PN接合型ダイオードは、P型半導体とN型半導体を接合して電流を制御します。代表的なものに整流ダイオードがあり、電源回路で交流を直流に変換します。さらに、TVSダイオードは過渡電圧から回路を保護し、ツェナーダイオードは電圧の安定化に使われます。
ショットキーバリア型ダイオードは、金属と半導体を接合し、高速スイッチングと低電力消費を実現します。

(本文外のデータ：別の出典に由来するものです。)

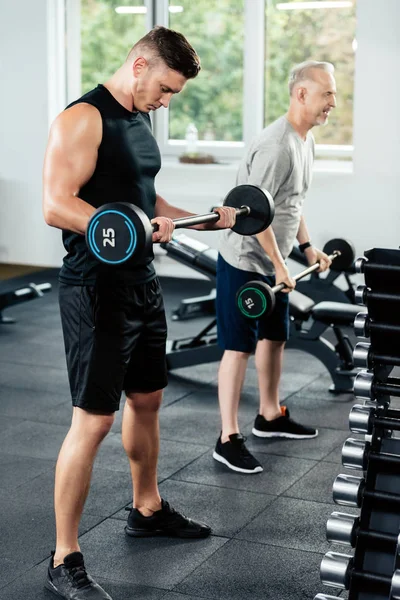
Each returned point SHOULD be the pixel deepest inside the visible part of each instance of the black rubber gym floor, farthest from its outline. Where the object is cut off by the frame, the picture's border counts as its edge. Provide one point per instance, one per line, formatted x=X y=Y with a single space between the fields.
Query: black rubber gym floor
x=268 y=529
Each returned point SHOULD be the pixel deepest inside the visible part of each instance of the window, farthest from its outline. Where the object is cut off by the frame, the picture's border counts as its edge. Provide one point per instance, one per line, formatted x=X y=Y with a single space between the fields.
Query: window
x=109 y=28
x=298 y=31
x=214 y=100
x=246 y=47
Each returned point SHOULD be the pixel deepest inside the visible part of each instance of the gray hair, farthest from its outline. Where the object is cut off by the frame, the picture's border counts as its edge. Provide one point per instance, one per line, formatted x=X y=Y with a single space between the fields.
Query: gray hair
x=302 y=71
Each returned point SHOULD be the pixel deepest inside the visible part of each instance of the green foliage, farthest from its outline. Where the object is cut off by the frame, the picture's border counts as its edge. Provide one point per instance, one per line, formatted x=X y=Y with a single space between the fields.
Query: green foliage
x=214 y=100
x=107 y=38
x=293 y=36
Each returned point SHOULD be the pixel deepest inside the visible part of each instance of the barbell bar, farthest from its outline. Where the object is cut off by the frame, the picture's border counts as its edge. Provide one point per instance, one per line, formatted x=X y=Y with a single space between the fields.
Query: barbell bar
x=119 y=232
x=256 y=298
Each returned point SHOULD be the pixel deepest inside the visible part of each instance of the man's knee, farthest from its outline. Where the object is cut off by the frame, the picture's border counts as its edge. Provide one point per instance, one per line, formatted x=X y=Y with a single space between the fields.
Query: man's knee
x=95 y=423
x=144 y=401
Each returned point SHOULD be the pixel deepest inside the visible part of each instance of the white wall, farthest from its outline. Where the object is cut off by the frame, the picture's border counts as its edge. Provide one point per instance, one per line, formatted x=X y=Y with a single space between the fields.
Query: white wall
x=24 y=237
x=362 y=205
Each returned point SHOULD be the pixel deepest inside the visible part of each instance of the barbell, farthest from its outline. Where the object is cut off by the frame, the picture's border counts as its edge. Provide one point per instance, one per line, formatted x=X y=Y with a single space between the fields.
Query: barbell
x=256 y=298
x=120 y=232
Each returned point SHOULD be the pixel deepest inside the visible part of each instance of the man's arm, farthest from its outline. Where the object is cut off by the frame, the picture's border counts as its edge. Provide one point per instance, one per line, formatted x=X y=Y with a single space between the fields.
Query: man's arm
x=269 y=169
x=313 y=255
x=70 y=161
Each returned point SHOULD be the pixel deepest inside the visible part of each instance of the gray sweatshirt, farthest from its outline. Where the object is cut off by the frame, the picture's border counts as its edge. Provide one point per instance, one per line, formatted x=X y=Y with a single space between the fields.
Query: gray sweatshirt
x=280 y=161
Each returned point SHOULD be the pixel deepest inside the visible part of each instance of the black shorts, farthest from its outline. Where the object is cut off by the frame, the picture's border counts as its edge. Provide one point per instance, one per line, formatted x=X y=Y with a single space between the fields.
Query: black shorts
x=235 y=332
x=115 y=339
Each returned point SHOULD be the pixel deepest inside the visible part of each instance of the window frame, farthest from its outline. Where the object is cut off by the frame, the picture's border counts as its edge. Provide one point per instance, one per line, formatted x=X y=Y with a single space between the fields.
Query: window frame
x=253 y=80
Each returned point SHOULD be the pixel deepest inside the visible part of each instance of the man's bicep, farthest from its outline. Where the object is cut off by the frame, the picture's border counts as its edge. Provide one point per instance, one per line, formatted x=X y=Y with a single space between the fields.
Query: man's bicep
x=72 y=152
x=269 y=169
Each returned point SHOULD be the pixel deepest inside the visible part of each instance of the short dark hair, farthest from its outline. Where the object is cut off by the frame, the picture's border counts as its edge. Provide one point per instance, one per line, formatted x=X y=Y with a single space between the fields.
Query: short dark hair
x=171 y=47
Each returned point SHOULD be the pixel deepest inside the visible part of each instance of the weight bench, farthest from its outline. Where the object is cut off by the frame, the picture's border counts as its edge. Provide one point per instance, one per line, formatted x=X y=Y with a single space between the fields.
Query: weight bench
x=308 y=322
x=10 y=297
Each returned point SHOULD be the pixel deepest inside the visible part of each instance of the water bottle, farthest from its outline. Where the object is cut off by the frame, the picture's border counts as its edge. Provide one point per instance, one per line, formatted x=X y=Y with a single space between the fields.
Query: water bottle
x=191 y=138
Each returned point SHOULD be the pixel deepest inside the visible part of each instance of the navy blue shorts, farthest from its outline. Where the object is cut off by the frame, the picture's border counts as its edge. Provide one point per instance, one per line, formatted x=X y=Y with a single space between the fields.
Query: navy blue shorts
x=235 y=332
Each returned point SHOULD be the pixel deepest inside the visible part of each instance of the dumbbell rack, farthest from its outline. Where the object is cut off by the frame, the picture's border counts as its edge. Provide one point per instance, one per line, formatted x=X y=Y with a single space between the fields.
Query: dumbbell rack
x=372 y=572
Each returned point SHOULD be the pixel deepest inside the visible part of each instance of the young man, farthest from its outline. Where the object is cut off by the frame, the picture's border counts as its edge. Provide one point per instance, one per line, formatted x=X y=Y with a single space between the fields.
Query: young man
x=101 y=150
x=280 y=159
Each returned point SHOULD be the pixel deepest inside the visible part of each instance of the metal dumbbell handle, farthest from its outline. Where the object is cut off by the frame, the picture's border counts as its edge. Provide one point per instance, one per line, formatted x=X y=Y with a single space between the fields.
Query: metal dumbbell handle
x=364 y=357
x=337 y=570
x=366 y=387
x=281 y=286
x=356 y=454
x=345 y=529
x=363 y=294
x=212 y=217
x=362 y=419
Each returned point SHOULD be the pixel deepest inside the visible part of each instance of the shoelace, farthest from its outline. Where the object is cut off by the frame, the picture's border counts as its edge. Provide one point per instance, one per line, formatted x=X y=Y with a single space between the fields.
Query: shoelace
x=176 y=516
x=79 y=576
x=242 y=448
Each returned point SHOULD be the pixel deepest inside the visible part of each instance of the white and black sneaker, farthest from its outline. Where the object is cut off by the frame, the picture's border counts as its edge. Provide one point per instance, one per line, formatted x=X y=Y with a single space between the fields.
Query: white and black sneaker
x=235 y=455
x=283 y=426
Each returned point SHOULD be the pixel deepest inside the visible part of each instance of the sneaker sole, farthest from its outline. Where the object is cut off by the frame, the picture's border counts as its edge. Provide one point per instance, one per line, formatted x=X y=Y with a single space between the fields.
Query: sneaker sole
x=223 y=460
x=160 y=533
x=292 y=436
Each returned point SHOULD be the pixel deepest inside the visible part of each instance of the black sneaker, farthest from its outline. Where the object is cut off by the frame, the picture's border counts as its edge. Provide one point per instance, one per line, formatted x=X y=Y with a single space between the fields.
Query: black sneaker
x=235 y=455
x=283 y=426
x=71 y=581
x=166 y=521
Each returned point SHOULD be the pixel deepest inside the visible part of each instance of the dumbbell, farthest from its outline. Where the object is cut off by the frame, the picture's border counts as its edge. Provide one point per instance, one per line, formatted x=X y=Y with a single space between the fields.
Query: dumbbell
x=363 y=294
x=367 y=388
x=257 y=298
x=119 y=232
x=338 y=570
x=363 y=419
x=363 y=326
x=357 y=454
x=349 y=490
x=362 y=265
x=342 y=528
x=366 y=358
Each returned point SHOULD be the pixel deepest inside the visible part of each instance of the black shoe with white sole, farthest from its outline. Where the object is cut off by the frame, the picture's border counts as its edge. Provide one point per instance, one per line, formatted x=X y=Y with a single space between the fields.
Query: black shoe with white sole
x=167 y=521
x=235 y=455
x=71 y=581
x=283 y=426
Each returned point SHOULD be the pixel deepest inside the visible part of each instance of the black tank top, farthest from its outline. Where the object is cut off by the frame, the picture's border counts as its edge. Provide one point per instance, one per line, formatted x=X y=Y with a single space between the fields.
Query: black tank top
x=128 y=161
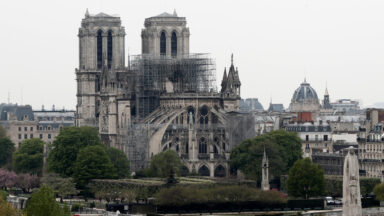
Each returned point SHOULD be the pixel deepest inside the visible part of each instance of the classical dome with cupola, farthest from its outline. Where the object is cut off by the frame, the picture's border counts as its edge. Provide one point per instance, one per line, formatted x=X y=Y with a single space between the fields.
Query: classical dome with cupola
x=305 y=99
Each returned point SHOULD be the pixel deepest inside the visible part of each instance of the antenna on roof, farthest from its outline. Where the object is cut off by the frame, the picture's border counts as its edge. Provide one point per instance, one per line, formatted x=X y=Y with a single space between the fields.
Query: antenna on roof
x=129 y=60
x=21 y=95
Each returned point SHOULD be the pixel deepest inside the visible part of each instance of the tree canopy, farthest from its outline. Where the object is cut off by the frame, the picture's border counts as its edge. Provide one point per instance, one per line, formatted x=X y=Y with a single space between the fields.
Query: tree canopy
x=165 y=164
x=63 y=187
x=120 y=162
x=306 y=179
x=92 y=163
x=7 y=209
x=379 y=192
x=29 y=157
x=43 y=203
x=7 y=147
x=282 y=148
x=67 y=145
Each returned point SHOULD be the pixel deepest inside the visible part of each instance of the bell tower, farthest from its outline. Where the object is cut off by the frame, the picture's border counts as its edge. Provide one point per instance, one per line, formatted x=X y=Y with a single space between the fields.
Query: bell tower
x=165 y=35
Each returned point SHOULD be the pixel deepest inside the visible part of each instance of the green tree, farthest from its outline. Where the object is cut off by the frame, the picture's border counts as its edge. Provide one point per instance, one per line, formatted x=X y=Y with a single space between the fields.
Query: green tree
x=6 y=151
x=282 y=148
x=120 y=162
x=368 y=184
x=92 y=163
x=43 y=203
x=379 y=192
x=305 y=179
x=7 y=209
x=67 y=145
x=165 y=164
x=29 y=157
x=63 y=187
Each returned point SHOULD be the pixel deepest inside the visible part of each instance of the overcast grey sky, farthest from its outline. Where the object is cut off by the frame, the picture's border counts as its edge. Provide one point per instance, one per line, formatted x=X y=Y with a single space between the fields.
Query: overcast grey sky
x=276 y=43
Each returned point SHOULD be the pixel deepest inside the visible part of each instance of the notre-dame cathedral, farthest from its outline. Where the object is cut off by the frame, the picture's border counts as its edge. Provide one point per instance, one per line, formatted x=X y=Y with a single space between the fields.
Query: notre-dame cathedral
x=164 y=98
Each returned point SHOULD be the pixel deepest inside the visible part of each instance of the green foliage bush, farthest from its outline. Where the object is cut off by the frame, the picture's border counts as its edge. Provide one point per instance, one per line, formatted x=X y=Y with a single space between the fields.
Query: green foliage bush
x=283 y=149
x=120 y=162
x=6 y=150
x=67 y=145
x=334 y=185
x=164 y=165
x=92 y=163
x=3 y=194
x=184 y=195
x=306 y=179
x=379 y=192
x=43 y=203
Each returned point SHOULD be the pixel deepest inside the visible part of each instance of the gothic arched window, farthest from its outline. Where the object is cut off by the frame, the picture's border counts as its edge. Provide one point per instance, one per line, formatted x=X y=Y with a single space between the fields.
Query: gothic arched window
x=202 y=146
x=99 y=49
x=174 y=44
x=204 y=115
x=109 y=48
x=163 y=44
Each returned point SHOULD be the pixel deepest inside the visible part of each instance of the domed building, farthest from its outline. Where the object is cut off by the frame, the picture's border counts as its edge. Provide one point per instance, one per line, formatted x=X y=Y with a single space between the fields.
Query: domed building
x=305 y=99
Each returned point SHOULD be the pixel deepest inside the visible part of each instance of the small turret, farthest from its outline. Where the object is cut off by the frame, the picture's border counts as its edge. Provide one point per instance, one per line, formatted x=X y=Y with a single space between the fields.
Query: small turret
x=264 y=176
x=224 y=81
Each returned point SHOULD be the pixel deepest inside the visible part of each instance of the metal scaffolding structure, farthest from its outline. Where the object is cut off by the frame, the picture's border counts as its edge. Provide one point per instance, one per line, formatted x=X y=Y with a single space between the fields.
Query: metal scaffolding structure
x=154 y=76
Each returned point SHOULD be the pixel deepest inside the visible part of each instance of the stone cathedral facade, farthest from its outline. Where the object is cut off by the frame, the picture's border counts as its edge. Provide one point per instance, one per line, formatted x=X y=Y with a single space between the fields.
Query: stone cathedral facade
x=164 y=98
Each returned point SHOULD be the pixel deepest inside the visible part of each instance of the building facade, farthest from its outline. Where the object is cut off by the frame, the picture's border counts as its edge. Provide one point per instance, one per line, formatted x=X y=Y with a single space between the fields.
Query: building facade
x=22 y=123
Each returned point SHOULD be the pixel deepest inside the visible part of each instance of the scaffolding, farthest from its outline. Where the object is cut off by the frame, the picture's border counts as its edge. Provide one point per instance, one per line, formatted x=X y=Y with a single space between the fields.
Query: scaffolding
x=192 y=73
x=153 y=76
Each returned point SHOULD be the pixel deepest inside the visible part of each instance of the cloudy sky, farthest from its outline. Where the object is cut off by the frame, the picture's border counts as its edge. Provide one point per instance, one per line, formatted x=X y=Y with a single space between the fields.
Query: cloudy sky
x=276 y=43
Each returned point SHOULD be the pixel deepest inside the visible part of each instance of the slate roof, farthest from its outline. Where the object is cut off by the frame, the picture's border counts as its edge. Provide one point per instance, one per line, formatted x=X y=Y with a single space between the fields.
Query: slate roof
x=15 y=110
x=305 y=93
x=276 y=108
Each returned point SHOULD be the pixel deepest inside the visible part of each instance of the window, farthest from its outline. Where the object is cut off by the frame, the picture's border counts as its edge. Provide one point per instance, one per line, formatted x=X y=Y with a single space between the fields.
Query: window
x=186 y=148
x=204 y=115
x=99 y=49
x=174 y=44
x=109 y=42
x=163 y=44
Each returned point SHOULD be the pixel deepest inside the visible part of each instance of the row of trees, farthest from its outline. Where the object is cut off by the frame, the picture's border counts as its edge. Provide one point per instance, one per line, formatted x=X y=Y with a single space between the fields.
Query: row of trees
x=283 y=150
x=9 y=179
x=78 y=153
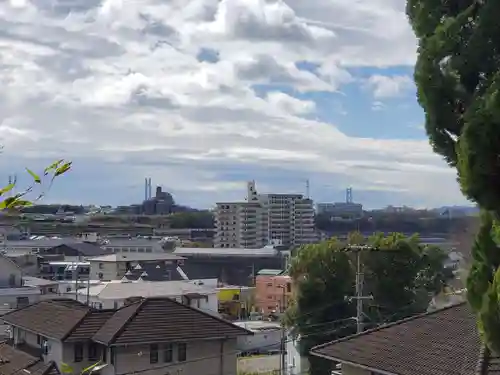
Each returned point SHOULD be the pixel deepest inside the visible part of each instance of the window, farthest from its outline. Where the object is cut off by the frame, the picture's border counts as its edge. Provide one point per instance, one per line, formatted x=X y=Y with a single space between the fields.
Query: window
x=112 y=355
x=182 y=352
x=22 y=302
x=168 y=353
x=78 y=352
x=153 y=353
x=92 y=352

ダイオードの構造と特性を理解することは、電子回路設計において重要です。
PN接合から生まれる整流効果。
ダイオードの素子はPN接合と呼ばれる構造を持っています。P形半導体からの端子をアノード、N形半導体からの端子をカソードといい、アノードからカソードの流れる電流のみを通して、その逆はほとんど通さないという働きがあります。この効果を整流作用といい、いいかえれば、交流を直流に変換する働きのことです。
いわば、ダイオードは「弁」。
ダイオードの働きを直感的に捉えるなら、それは「弁」、電流の「弁」です。電気の流れを水の流れにたとえてみると、アノードはいわば上流側、カソードは下流側。上流から下流へと水は流れますが、すなわち電流は流れますが、下流から上流には「弁」が閉じて流れない…。これがダイオードの整流原理です。
接合の構造にも、いろいろ。
ダイオードの接合構造は現在、大別して、PN接合とショットキー形に分かれます。前者は半導体と半導体の接合で、さらに拡散接合形、メサ形に分けられます。後者は、半導体と金属との間で起こる効果を利用するもので、通常、ダイオードにおける"接合"という言葉では表現しませんが、ここでは、わかりやすくするために、このカテゴリーの中で分類しておきます。そして現在、小電力・高速性を実現するショットキー接合形が脚光を浴びていますが、ロームはこのショットキーバリア・ダイオードのシリーズ化にも積極的に取り組んでいます。
順方向特性と逆方向特性
ダイオードにはアノードとカソードという2つの端子があります。アノードを (+)、カソードを (-) として、アノードからカソードに電流が流れるときの特性を順方向特性といい、VFやIFがこれにあたります。この逆に、アノードが (-) で、カソードに (+) が印加されたとき、ダイオードには電流は基本的に流れません。このときの特性を逆方向特性といい、VRやIRなどが逆方向特性です。
ダイオードの歴史
1.真空管以前から・・・。
二極真空管に整流特性、エジソン効果が発見されたのが1884年。そして、実にその8年前の1876年にはセレンの整流作用が発見されていました。このように、半導体の特性を利用して整流効果をだすダイオードの歴史は極めて古い…。でも、真空管よりも古いというのは、ちょっと意外な感じですね。
2.ゲルマニウムへ、そしてシリコンへ。
当初の原始的なダイオード ― セレン整流器や鉱石検波器は、黄鉄鉱や方鉛鉱など天然の亜酸化銅(多結晶半導体)を用いていました。その後、精練技術の進化とともに、ゲルマニウムやシリコンなど、感度のいいものが安定してつくれる単結晶半導体の時代に移ってきました。なお、ゲルマニウムは熱に弱いため、現在ではほとんどがシリコンになっています。